Man Convicted of Murder in Torture-Slaying
Three years after his arrest, a 22-year-old man was found guilty Tuesday by a Ventura County judge of first-degree murder, kidnapping and related charges for his role in a nightmarish 1996 torture-slaying.
Billy Lyn Davis, a Lawndale resident who initially pleaded not guilty by reason of insanity, will face life in prison without the possibility of parole when sentenced Nov. 16.
Davis withdrew his insanity plea and later waived a jury trial. Written evidence was submitted instead to Ventura County Superior Court Judge James Cloninger, who announced Tuesday that he had found Davis guilty of murdering 20-year-old Anthony Guest of Redondo Beach.
“I believe it was the appropriate decision, and I am glad to see Mr. Davis will not be released from the Department of Corrections for the rest of his life,” said prosecutor Mark Pachowicz after the ruling, which was attended by the victim’s family.
“They were relieved that this part of the experience has ended,” Pachowicz said. “But obviously it does nothing to relieve them of what they have had to experience.”
Guest, whose body was found in northern Ventura County, was kidnapped by Davis and co-defendant Spencer Rawlin Brasure, 29, in September 1996 as a favor to a female friend. She had briefly dated Guest and wanted Brasure to beat him up after the pair broke up.
But the woman testified at Brasure’s trial that she had no idea what the pair would ultimately do.
According to witness accounts, Brasure and Davis tied Guest to a makeshift electric chair, burned him, stapled wood to his ear and glued broken glass in his mouth. After hours of torture, they pushed Guest into a plastic trash can and drove to the Hungry Valley Recreation Area near Gorman, where they burned him alive with gasoline and a road flare.
Two maintenance workers found Guest’s charred remains beneath a juniper bush on Sept. 13, 1996. Authorities later arrested Davis and Brasure on suspicion of murder.
Brasure, who had bragged to friends about the assault, was the first to stand trial. He was found guilty of first-degree murder, conspiracy, kidnapping and related offenses, including witness intimidation.
He was sentenced to death in August 1998.
After Brasure’s trial, prosecutors turned their attention to Davis, who was not eligible for the death penalty and who admitted to the assault in a police interview.
Defense attorneys argued that the statements were inadmissible in court because authorities had not read Davis his rights at the time.
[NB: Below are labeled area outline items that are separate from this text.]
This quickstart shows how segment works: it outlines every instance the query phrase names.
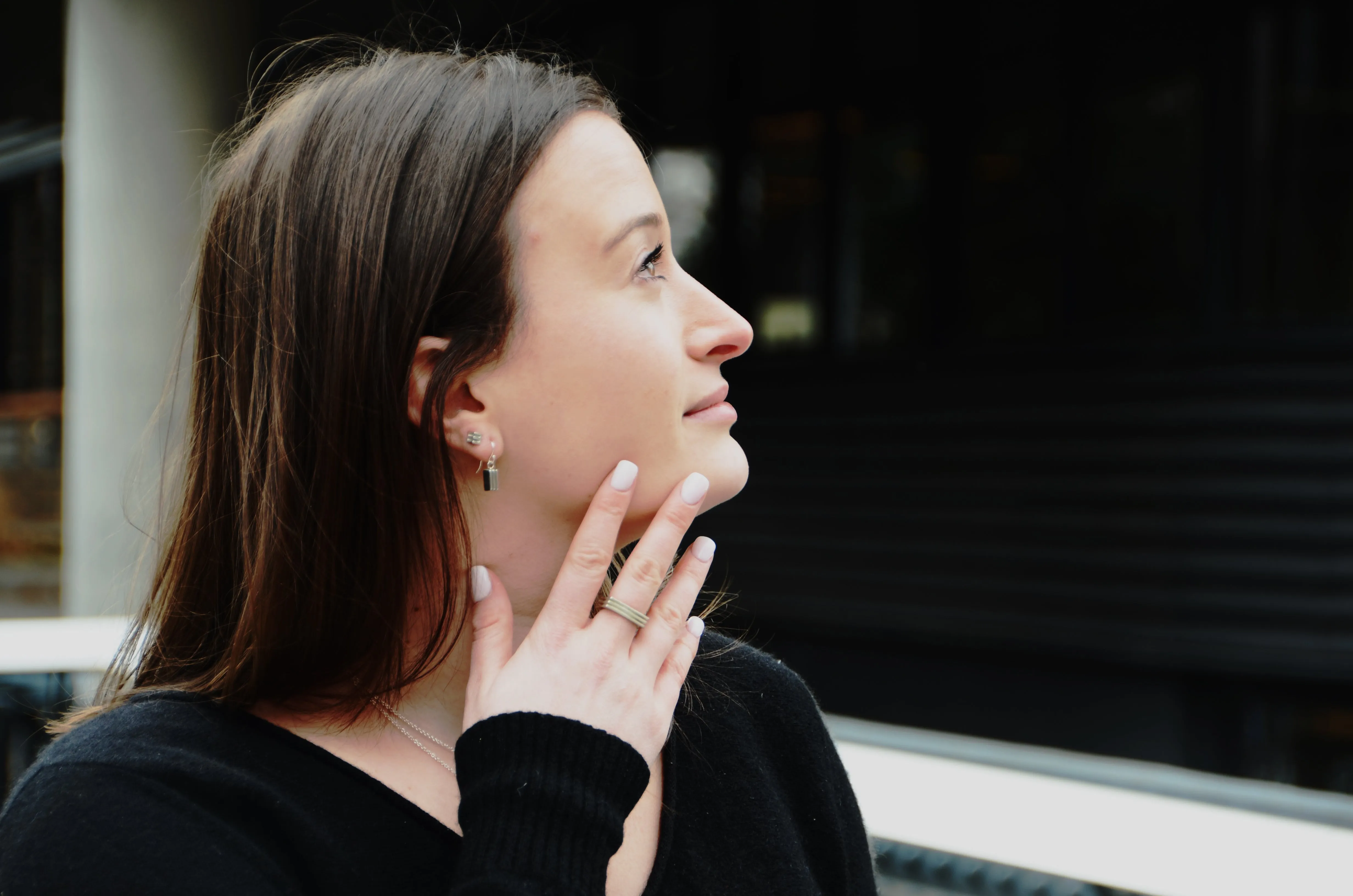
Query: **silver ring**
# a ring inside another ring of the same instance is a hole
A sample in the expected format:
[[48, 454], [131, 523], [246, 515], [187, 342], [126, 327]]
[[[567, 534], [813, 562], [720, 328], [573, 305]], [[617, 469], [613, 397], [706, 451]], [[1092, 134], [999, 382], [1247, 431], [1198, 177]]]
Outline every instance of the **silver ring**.
[[630, 623], [633, 623], [636, 628], [643, 628], [644, 625], [648, 625], [648, 616], [647, 614], [640, 613], [639, 610], [636, 610], [629, 604], [625, 604], [622, 601], [617, 601], [614, 597], [607, 597], [606, 602], [602, 604], [601, 608], [603, 610], [610, 610], [612, 613], [620, 613], [626, 620], [629, 620]]

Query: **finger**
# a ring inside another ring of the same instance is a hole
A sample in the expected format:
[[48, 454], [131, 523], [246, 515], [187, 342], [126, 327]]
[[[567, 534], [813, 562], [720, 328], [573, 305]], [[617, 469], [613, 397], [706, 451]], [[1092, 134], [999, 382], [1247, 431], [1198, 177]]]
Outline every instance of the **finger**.
[[621, 460], [597, 489], [532, 631], [549, 632], [559, 627], [580, 628], [587, 624], [597, 591], [616, 555], [616, 539], [629, 510], [637, 475], [639, 467]]
[[636, 674], [656, 675], [672, 644], [686, 633], [690, 608], [695, 605], [713, 559], [714, 540], [704, 535], [686, 548], [667, 587], [648, 609], [648, 625], [640, 629], [629, 647], [630, 659], [639, 665]]
[[705, 620], [691, 616], [686, 621], [686, 631], [672, 644], [671, 652], [667, 654], [662, 669], [658, 670], [658, 681], [653, 682], [653, 696], [662, 701], [662, 707], [668, 712], [676, 707], [676, 698], [681, 697], [681, 686], [690, 673], [690, 665], [695, 660], [695, 654], [700, 652], [700, 636], [704, 633]]
[[[700, 512], [700, 505], [704, 503], [708, 491], [709, 479], [698, 472], [690, 474], [672, 489], [653, 521], [648, 524], [644, 537], [625, 559], [625, 567], [610, 589], [613, 598], [629, 604], [641, 613], [648, 612], [653, 596], [658, 594], [663, 579], [667, 578], [672, 555], [681, 545], [681, 539], [690, 528], [691, 520]], [[635, 625], [618, 613], [598, 613], [593, 625], [616, 640], [635, 636]]]
[[467, 692], [475, 694], [511, 659], [513, 614], [507, 589], [487, 567], [471, 567], [469, 583], [471, 597], [475, 601], [471, 610], [475, 640], [469, 647]]

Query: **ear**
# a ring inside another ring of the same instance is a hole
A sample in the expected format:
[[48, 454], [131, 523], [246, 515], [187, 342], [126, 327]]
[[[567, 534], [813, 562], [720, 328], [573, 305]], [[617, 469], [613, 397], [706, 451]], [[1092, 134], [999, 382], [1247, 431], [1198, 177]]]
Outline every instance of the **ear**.
[[[414, 363], [409, 369], [409, 422], [414, 426], [422, 424], [423, 401], [428, 397], [428, 383], [432, 380], [433, 369], [446, 351], [449, 342], [437, 336], [423, 336], [414, 349]], [[488, 460], [490, 456], [503, 456], [502, 433], [492, 425], [488, 409], [475, 398], [468, 380], [456, 380], [446, 390], [446, 403], [442, 409], [442, 437], [452, 448], [461, 451], [475, 460]], [[479, 433], [478, 445], [471, 444], [467, 437]]]

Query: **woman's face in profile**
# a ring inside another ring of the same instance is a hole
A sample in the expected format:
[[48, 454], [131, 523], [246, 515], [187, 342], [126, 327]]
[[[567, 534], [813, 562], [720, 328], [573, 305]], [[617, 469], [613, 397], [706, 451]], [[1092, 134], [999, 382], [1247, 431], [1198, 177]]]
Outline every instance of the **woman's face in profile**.
[[502, 363], [471, 387], [502, 437], [503, 489], [580, 516], [621, 459], [639, 464], [629, 532], [697, 471], [705, 508], [747, 482], [720, 364], [751, 325], [671, 253], [639, 148], [599, 112], [551, 141], [509, 212], [522, 314]]

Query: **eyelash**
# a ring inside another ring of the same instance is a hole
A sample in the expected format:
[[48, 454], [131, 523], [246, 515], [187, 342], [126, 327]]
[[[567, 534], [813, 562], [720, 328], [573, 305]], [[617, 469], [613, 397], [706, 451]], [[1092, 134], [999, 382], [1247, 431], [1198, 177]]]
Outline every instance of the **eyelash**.
[[659, 242], [656, 249], [644, 256], [643, 263], [639, 265], [640, 273], [647, 271], [648, 276], [645, 279], [648, 280], [666, 280], [667, 277], [662, 276], [660, 273], [656, 273], [658, 263], [662, 261], [662, 257], [663, 257], [663, 244]]

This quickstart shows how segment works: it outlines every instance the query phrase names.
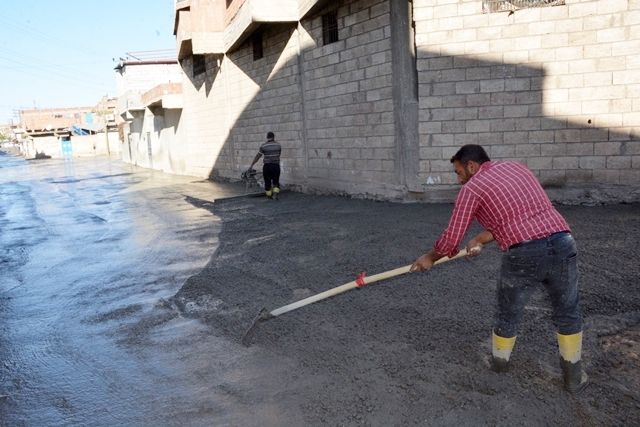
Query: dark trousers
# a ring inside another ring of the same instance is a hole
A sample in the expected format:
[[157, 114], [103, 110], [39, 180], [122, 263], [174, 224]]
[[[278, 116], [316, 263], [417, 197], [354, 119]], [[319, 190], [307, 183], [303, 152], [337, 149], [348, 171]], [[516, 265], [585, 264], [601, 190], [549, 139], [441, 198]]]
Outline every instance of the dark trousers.
[[542, 285], [553, 308], [557, 331], [571, 335], [582, 331], [578, 296], [576, 243], [569, 233], [521, 243], [502, 255], [497, 290], [496, 335], [511, 338], [533, 290]]
[[273, 187], [280, 188], [280, 165], [276, 163], [265, 163], [262, 166], [262, 176], [264, 177], [265, 191]]

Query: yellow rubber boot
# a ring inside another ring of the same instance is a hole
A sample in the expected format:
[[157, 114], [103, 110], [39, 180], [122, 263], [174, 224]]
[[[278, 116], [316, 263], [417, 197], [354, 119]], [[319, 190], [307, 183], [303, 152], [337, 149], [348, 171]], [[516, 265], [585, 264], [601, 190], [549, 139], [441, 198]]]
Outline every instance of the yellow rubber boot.
[[516, 337], [505, 338], [494, 332], [491, 343], [491, 369], [495, 372], [506, 372], [509, 368], [511, 351], [516, 344]]
[[564, 388], [569, 393], [579, 393], [589, 381], [589, 376], [582, 370], [582, 332], [558, 334], [558, 349]]

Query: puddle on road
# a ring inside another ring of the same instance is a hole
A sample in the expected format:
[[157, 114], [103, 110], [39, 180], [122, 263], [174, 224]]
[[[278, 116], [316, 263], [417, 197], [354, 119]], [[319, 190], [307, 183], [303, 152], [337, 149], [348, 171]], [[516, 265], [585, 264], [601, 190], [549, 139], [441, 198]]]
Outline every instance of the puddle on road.
[[255, 353], [166, 304], [217, 244], [217, 219], [185, 198], [237, 190], [108, 159], [0, 167], [0, 424], [210, 425], [260, 411]]

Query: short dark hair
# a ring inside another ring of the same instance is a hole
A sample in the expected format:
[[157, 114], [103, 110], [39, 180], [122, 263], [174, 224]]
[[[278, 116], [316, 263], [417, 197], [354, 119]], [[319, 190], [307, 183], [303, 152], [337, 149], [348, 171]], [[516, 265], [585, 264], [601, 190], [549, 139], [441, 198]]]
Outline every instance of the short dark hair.
[[469, 161], [478, 162], [483, 164], [484, 162], [488, 162], [489, 156], [487, 152], [484, 151], [480, 145], [468, 144], [463, 145], [456, 154], [451, 158], [451, 163], [458, 161], [463, 165], [466, 165]]

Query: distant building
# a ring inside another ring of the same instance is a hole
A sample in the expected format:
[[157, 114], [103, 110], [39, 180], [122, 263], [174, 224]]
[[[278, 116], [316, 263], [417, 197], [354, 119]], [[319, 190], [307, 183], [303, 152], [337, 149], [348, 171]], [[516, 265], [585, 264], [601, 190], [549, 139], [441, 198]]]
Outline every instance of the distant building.
[[182, 109], [164, 122], [173, 144], [143, 154], [233, 179], [273, 131], [285, 184], [450, 200], [449, 158], [479, 143], [550, 189], [637, 190], [639, 13], [625, 0], [179, 0]]
[[[164, 159], [175, 145], [175, 128], [182, 109], [183, 77], [175, 53], [134, 54], [133, 59], [122, 60], [115, 70], [122, 159], [168, 170]], [[165, 149], [160, 150], [161, 146]]]
[[103, 97], [93, 107], [21, 110], [13, 133], [27, 158], [119, 155], [115, 108]]

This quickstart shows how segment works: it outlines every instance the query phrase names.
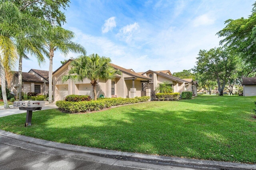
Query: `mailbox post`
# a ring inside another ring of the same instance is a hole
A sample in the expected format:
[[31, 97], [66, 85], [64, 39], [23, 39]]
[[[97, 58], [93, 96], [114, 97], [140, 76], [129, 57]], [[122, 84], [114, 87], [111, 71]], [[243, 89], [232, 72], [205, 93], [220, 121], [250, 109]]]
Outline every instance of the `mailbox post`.
[[27, 116], [26, 118], [25, 127], [31, 125], [32, 120], [32, 113], [35, 110], [40, 110], [42, 107], [44, 106], [44, 101], [20, 101], [18, 103], [18, 106], [20, 110], [27, 111]]

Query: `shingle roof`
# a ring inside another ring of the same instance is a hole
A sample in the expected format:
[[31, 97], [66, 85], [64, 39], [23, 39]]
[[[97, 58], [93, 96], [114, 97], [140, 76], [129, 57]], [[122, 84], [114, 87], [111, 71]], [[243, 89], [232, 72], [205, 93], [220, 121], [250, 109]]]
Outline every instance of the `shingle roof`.
[[[19, 78], [19, 72], [15, 71], [15, 75]], [[22, 72], [22, 82], [44, 82], [36, 76], [29, 72]]]
[[126, 68], [124, 68], [123, 67], [121, 67], [120, 66], [118, 66], [117, 65], [111, 63], [110, 64], [114, 68], [115, 68], [117, 70], [119, 70], [120, 71], [122, 71], [122, 72], [124, 72], [125, 73], [129, 74], [130, 76], [134, 76], [135, 77], [139, 77], [140, 78], [144, 78], [147, 80], [151, 80], [151, 78], [150, 78], [149, 77], [142, 76], [141, 74], [138, 74], [136, 72], [134, 72], [132, 71], [131, 71]]
[[160, 70], [160, 71], [155, 71], [156, 72], [162, 72], [166, 74], [168, 74], [167, 73], [170, 73], [169, 75], [172, 75], [172, 73], [171, 73], [171, 72], [170, 71], [170, 70]]
[[188, 82], [191, 83], [193, 82], [193, 79], [192, 78], [182, 78], [182, 79]]
[[49, 81], [49, 71], [36, 70], [35, 69], [32, 69], [30, 70], [37, 73], [46, 80]]
[[55, 73], [56, 72], [57, 72], [58, 70], [59, 70], [60, 68], [62, 68], [63, 66], [65, 66], [66, 64], [67, 63], [68, 63], [68, 62], [69, 62], [70, 61], [72, 61], [74, 60], [73, 59], [69, 59], [65, 63], [64, 63], [64, 64], [63, 64], [61, 66], [60, 66], [60, 67], [59, 67], [58, 68], [57, 68], [57, 70], [56, 70], [55, 71], [54, 71], [54, 72], [53, 72], [52, 73], [52, 75], [54, 74], [55, 74]]
[[174, 77], [173, 76], [172, 76], [172, 75], [169, 75], [169, 74], [167, 74], [164, 73], [162, 72], [156, 72], [156, 71], [152, 71], [152, 70], [149, 70], [146, 71], [146, 72], [144, 72], [142, 74], [146, 73], [148, 72], [154, 72], [154, 73], [155, 73], [155, 74], [157, 74], [160, 75], [162, 76], [163, 76], [164, 77], [166, 77], [167, 78], [170, 78], [171, 80], [174, 80], [175, 81], [177, 81], [177, 82], [179, 82], [183, 83], [184, 82], [185, 82], [188, 83], [189, 83], [189, 82], [187, 82], [187, 81], [186, 81], [186, 80], [182, 80], [182, 79], [181, 79], [180, 78], [178, 78], [178, 77]]
[[243, 78], [242, 85], [256, 85], [256, 77], [244, 77]]

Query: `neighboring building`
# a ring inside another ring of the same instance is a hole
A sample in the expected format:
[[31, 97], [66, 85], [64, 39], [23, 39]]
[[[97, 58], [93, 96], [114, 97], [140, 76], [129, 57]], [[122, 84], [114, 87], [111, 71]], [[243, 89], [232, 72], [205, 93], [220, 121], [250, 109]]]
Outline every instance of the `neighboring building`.
[[244, 96], [256, 96], [256, 77], [243, 78], [242, 85], [244, 89]]
[[[54, 101], [63, 100], [67, 96], [73, 94], [88, 95], [94, 98], [90, 81], [88, 79], [82, 82], [62, 82], [62, 76], [68, 74], [72, 61], [72, 59], [69, 60], [53, 73]], [[151, 78], [138, 74], [132, 69], [126, 69], [113, 64], [111, 65], [122, 72], [122, 74], [116, 75], [112, 80], [99, 80], [96, 88], [97, 98], [102, 96], [107, 98], [123, 98], [142, 96], [142, 82], [149, 82]], [[150, 91], [148, 93], [149, 96]]]
[[197, 81], [194, 81], [192, 78], [183, 78], [182, 80], [189, 82], [188, 87], [185, 88], [186, 91], [192, 92], [193, 96], [197, 96], [197, 86], [198, 84]]
[[[155, 91], [158, 84], [164, 81], [167, 81], [172, 84], [174, 92], [181, 93], [182, 92], [192, 91], [192, 82], [190, 80], [190, 82], [189, 82], [174, 77], [172, 75], [169, 70], [154, 71], [150, 70], [146, 72], [139, 73], [152, 79], [149, 83], [149, 88], [151, 91]], [[147, 87], [147, 84], [144, 83], [144, 87]]]
[[[22, 72], [22, 91], [28, 93], [35, 92], [46, 95], [48, 92], [48, 71], [31, 69], [29, 72]], [[19, 92], [19, 72], [14, 72], [10, 90], [17, 96]]]

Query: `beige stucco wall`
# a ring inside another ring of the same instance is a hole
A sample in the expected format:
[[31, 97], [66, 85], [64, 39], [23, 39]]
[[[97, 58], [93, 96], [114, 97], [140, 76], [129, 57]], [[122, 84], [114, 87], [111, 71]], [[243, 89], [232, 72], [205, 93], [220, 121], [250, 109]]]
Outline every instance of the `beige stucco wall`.
[[244, 96], [256, 96], [256, 85], [244, 85], [243, 87]]

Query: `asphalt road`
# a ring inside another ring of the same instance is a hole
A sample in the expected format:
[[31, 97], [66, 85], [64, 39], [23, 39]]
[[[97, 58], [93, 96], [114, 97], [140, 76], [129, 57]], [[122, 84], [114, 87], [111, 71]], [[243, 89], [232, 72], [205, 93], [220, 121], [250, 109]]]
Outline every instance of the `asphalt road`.
[[138, 169], [47, 154], [2, 143], [0, 143], [0, 162], [2, 170]]

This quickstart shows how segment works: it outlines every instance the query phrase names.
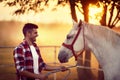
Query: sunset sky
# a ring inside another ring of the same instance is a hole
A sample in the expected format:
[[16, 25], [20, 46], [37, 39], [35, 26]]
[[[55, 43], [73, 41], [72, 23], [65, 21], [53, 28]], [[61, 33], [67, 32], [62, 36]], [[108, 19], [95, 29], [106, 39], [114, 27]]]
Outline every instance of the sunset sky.
[[51, 9], [46, 9], [44, 12], [34, 13], [30, 12], [29, 14], [25, 15], [13, 15], [14, 10], [16, 8], [10, 8], [0, 3], [0, 20], [20, 20], [20, 21], [27, 21], [27, 22], [71, 22], [71, 14], [69, 6], [59, 7], [56, 11], [52, 11]]

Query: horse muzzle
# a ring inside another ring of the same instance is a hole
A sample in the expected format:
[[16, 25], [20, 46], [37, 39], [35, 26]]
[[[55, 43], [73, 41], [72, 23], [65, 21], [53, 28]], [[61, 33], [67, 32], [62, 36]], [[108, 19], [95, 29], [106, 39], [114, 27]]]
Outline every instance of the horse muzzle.
[[65, 51], [60, 51], [58, 55], [58, 59], [61, 63], [68, 62], [68, 53], [66, 53]]

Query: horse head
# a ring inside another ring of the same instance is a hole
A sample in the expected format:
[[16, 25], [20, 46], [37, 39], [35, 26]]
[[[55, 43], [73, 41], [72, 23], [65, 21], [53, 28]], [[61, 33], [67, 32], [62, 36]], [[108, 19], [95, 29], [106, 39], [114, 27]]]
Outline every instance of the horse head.
[[84, 49], [84, 37], [82, 21], [73, 24], [73, 28], [67, 34], [65, 41], [63, 42], [58, 59], [61, 63], [68, 62], [72, 56], [77, 60], [78, 52], [82, 52]]

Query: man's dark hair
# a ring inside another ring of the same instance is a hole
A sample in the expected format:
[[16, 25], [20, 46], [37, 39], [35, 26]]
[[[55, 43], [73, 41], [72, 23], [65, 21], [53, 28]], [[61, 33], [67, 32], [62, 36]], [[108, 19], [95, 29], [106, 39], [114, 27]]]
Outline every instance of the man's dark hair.
[[24, 27], [23, 27], [24, 36], [26, 35], [26, 32], [30, 32], [31, 30], [37, 29], [37, 28], [38, 28], [38, 26], [36, 24], [33, 24], [33, 23], [25, 24]]

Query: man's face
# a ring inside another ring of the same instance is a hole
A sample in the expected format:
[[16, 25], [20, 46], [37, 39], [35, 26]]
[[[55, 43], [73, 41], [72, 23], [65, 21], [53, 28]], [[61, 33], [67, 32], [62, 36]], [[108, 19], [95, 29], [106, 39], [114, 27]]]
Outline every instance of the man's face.
[[30, 41], [31, 41], [31, 42], [35, 42], [37, 36], [38, 36], [37, 29], [33, 29], [33, 30], [30, 32], [30, 35], [29, 35]]

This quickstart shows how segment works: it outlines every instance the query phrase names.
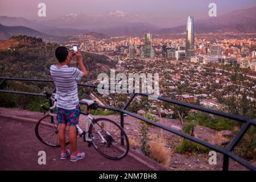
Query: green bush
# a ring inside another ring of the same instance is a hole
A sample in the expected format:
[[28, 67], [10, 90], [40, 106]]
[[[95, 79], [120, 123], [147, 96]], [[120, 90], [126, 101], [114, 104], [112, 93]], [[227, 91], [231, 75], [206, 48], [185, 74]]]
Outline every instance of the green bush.
[[200, 111], [195, 115], [188, 116], [186, 120], [188, 122], [196, 121], [199, 125], [217, 131], [233, 130], [236, 124], [234, 121]]
[[194, 142], [190, 141], [187, 139], [183, 139], [181, 143], [176, 147], [176, 151], [180, 154], [184, 154], [186, 152], [205, 153], [209, 151], [210, 150]]
[[110, 114], [117, 114], [116, 112], [113, 111], [105, 110], [102, 110], [101, 109], [92, 109], [90, 110], [90, 114], [92, 115], [108, 115]]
A judge disagreed. Attorney Willard Wiksell said Tuesday that he believes the judge’s decision on the statements could be overturned on appeal.
As a result, he advised Davis to waive a jury trial and submit the case on written evidence, including grand jury transcripts, some testimony from Brasure’s trial and transcripts from the police interview.
“We knew going in that he was going to be found guilty once the statements were received,” Wiksell said. “Basically, we wanted to narrow the issue and spare the family the grief and the taxpayers the expense of a trial that would have resulted in the same verdict the judge handed down.
“If Mr. Davis is correct and the Court of Appeal throws out his confession,” Wiksell said, “then he may get a new trial. If not, then he will continue to do his sentence of life in prison without parole.”